Original post made on Jan 18, 2023

Numerous Palo Alto residents are mourning the loss of a venerable stone pine that served as the shade, photographic backdrop, and perch for untold numbers of children, adults and birds.

Read the full story here Web Link posted Wednesday, January 18, 2023, 11:48 AM

Comments (4)

Posted by ALB
a resident of College Terrace
on Jan 18, 2023 at 1:16 pm

ALB is a registered user.

The tree had weakened roots because of irrigation. Never water oak trees in the summer. Yes this pine was beloved by many in Palo Alto. The city when it comes up for air needs to evaluate watering plans as this fallen tree could have injured people. Could the city engage Canopy’s certified arborists to ascertain trees that are at risk?


Posted by Online Name
a resident of Embarcadero Oaks/Leland
on Jan 18, 2023 at 6:00 pm

Online Name is a registered user.

That field has been a soggy, poorly drained mess for years. And for more poor drainage, check out the Mitchell dog park.


Posted by eileen
a resident of College Terrace
on Jan 19, 2023 at 11:03 am

eileen is a registered user.

I agree with ALB. The city needs to get certified Arborists to look at many of our large city trees to see if they are healthy and not getting too little or too much water! All residents should do the same, especially if they have heritage trees. on their property. Canopy could help with this.


Posted by Consider Your Options.
a resident of Another Palo Alto neighborhood
on Jan 19, 2023 at 11:55 am

Consider Your Options. is a registered user.
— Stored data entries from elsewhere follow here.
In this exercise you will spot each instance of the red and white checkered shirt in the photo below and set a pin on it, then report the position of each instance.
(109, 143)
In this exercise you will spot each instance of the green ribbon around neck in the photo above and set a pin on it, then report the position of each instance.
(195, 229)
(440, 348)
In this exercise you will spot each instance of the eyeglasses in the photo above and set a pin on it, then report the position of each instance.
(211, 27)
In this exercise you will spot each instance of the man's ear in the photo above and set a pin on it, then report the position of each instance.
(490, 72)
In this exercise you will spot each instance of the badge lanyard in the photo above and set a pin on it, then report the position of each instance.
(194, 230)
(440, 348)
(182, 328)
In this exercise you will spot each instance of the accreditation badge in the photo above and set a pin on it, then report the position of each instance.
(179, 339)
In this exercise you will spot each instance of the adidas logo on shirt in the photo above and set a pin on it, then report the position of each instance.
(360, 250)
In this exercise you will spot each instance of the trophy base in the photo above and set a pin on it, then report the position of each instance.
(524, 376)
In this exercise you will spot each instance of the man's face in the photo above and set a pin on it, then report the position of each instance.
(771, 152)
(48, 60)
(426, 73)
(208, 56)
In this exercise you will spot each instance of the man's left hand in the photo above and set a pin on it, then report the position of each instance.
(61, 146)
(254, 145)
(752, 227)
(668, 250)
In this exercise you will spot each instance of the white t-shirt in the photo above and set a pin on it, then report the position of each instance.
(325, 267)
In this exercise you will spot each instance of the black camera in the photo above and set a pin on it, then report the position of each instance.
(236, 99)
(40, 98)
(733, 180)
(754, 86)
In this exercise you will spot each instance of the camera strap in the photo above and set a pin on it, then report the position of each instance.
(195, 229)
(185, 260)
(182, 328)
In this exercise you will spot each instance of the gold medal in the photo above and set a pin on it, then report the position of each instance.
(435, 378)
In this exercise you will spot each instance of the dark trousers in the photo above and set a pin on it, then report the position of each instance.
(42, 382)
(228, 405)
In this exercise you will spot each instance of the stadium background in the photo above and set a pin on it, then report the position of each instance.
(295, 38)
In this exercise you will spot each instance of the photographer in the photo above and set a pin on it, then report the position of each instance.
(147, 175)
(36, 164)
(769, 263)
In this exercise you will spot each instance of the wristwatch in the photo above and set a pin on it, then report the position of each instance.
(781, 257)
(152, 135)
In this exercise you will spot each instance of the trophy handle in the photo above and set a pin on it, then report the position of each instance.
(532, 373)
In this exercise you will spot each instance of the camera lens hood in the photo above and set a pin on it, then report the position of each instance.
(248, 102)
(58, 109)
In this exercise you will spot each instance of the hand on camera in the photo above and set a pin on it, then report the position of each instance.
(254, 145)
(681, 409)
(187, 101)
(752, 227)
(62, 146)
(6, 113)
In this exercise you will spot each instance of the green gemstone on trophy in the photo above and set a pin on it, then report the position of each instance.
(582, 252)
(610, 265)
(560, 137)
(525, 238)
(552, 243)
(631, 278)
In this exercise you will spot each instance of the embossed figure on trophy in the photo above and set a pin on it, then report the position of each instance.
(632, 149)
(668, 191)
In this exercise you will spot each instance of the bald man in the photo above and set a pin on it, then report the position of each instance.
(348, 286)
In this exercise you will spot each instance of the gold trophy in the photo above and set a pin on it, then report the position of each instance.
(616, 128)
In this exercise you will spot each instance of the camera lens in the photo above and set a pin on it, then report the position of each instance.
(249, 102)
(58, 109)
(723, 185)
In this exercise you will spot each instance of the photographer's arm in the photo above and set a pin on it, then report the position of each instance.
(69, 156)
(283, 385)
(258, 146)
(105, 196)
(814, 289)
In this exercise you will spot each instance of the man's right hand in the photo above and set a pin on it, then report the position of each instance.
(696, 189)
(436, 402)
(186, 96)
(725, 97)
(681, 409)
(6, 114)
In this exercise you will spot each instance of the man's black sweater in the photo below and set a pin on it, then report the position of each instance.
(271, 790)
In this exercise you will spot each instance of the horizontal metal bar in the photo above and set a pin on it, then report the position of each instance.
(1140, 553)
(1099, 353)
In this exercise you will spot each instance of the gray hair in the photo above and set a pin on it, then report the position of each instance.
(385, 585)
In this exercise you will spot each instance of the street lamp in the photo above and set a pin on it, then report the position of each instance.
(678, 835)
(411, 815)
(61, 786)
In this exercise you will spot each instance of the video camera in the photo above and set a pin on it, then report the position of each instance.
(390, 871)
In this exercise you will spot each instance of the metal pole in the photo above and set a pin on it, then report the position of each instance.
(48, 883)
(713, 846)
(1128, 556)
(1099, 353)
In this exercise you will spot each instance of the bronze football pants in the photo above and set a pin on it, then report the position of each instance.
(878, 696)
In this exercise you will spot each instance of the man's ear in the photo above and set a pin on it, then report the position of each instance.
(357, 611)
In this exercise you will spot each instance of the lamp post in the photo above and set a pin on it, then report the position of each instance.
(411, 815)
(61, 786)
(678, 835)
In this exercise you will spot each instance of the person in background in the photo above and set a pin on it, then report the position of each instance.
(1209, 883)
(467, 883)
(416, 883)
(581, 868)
The tree was probably at least 65 years old. Mitchell Park was created in 1957. The life span of a stone pine is 80-100 years if it is well-cared for. Recent drought and higher temperatures have weakened a lot of our trees.

Friends, take a moment to learn about any tree (including city trees) on your property. Understand its lifespan, pruning and watering needs and disease risks so that you will know how to care for it and how to treat it so that you do not undermine its health and know when to engage the city for extra care (if it is theirs).

Fail to do this at your own risk. Though trees are gloriously beautiful and provide homes for wildlife, a poorly maintained tree can be a safety liability. Let's each do our part to help preserve the beautiful tree canopy that defines our lovely community.